Thursday, August 03, 2006

bugs and heatstroke and a raging electric bill; what's not to love?

Since I've been trapped inside the house until the relentless sun, well, relents, I've embarked on a new personal mission to not only clean the house but emancipate it from the toys and clutter that impede local foot traffic.

There are those cheerful realists who actually believe houses stand on foundations. I am here to pronounce: Not at all. Ours stands on Fisher-Price airports, outgrown clothes no one bothered to take to Goodwill, tricycles and big cardboard boxes labeled X-MAS DECORATIONS. (How "X" came to be shorthand for "Christ" I'm not certain. These are mysteries we can explore later.)

Here is the crux of the problem, the reason this arduous quest for order is never quite finished: when I start sorting through the drawers and the papers I find things I'd forgotten entirely about.

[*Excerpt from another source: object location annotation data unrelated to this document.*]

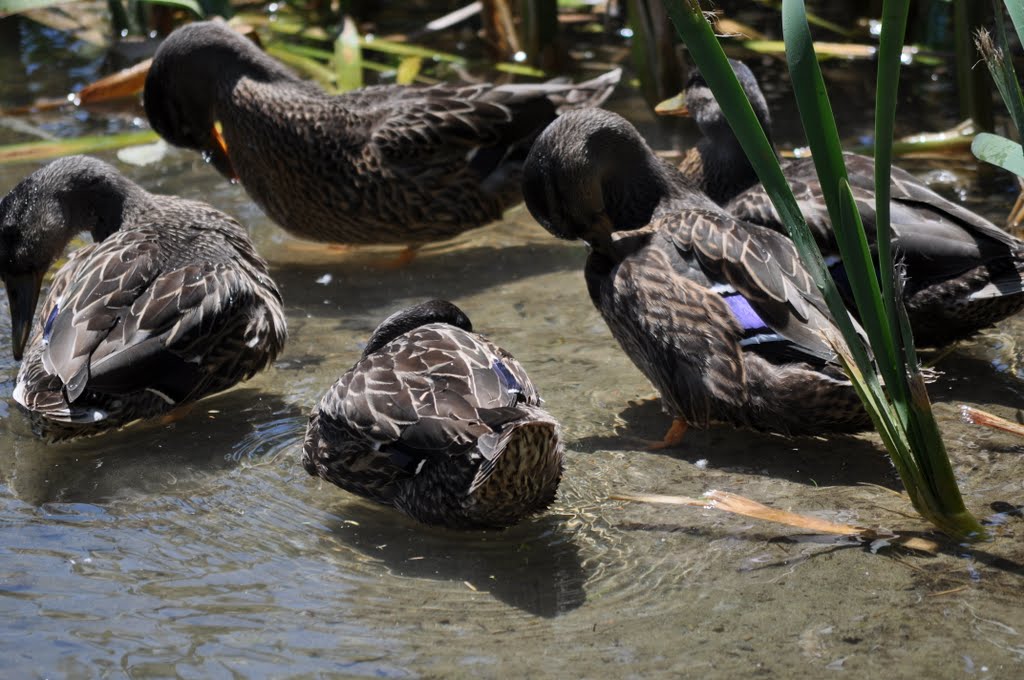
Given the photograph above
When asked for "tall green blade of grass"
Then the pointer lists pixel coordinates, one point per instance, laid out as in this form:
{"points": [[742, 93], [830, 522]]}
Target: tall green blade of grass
{"points": [[904, 422], [927, 472], [1016, 9], [993, 149], [706, 50]]}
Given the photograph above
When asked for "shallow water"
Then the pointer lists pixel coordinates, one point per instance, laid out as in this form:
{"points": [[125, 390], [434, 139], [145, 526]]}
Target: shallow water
{"points": [[202, 549]]}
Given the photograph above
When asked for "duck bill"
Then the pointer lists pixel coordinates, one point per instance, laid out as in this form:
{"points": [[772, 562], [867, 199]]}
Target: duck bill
{"points": [[674, 107], [23, 294], [217, 155]]}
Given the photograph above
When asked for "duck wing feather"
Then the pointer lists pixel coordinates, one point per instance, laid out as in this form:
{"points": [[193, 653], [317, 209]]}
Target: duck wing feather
{"points": [[434, 391], [129, 323]]}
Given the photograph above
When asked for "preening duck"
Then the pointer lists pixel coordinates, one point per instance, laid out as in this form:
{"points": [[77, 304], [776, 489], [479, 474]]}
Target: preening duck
{"points": [[169, 304], [391, 164], [963, 272], [719, 314]]}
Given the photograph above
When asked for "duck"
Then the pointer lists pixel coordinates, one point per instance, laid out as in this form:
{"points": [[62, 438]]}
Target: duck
{"points": [[962, 272], [170, 303], [719, 314], [439, 423], [388, 164]]}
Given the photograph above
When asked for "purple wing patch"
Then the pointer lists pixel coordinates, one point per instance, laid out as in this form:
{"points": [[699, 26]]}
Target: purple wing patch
{"points": [[744, 312]]}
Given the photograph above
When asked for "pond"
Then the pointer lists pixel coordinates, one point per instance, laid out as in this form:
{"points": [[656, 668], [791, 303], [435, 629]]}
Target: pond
{"points": [[202, 549]]}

The six-year-old's school pictures. A crayoned paper cup from my teenager's kindergarten with a teabag inside that says, in a handwritten scrawl, HAVE A DRINK AND THINK OF ME. (Gladly, I'm still thinking wryly.) I ooh and I ahh and I laugh and I sigh and then
  1. Nothing gets sorted and
  2. I put it all back where I found it.
Not very productive, this. I know. But it takes my mind off the ridiculous heat.

Never been much of one for scrapbooking, which would be a pretty constructive receptacle for this kind of sentimental miscellania. Heather makes beautiful scrapbooks. It's an art form, scrapbooking. Family outings and vacations and holidays documented with lovely backgrounds and elaborate designs and even a small inset script explaining the occasion.

I would be the Tim Burton of scrapbooking, I fear.

So, I'm doing the best I can.

Oh! And I've been putting off taking my pills in the morning because I have come to enjoy this little grace period in which I pretend that I don't really need them. I delay going into the bathroom and opening up the medicine cabinet and counting out the tablets as I shake them out of their individual green or orangeish-brown bottles. Because that makes so much sense, really it does. But it's a ritual that makes me feel so practiced and old, like a junkie, or a 95-year-old woman with a quilted face.

When I do venture outdoors I am swiftly punished. The other night after it cooled off about two degrees or so I walked outside into the yard and immediately something bit me. I don't know what. Something. I couldn't see it, so it must have been very small. Very small and very toxic, because by the time I'd gotten back inside the house I had a metallic taste in my mouth, my heart was racing and I started swelling up. (I have the same reaction when someone criticizes my work, so it was very difficult to pinpoint.)

I took two Benadryl and lived, but now I am...disturbingly dotted. Yes, I said dotted. Mostly about the knees. It's as if a flood of tsetse flies ate my legs. Very attractive.

I hate summer. I do. I really hate it. Bugs, heatstroke, tsetse flies. I may as well be living in the flipping Congo.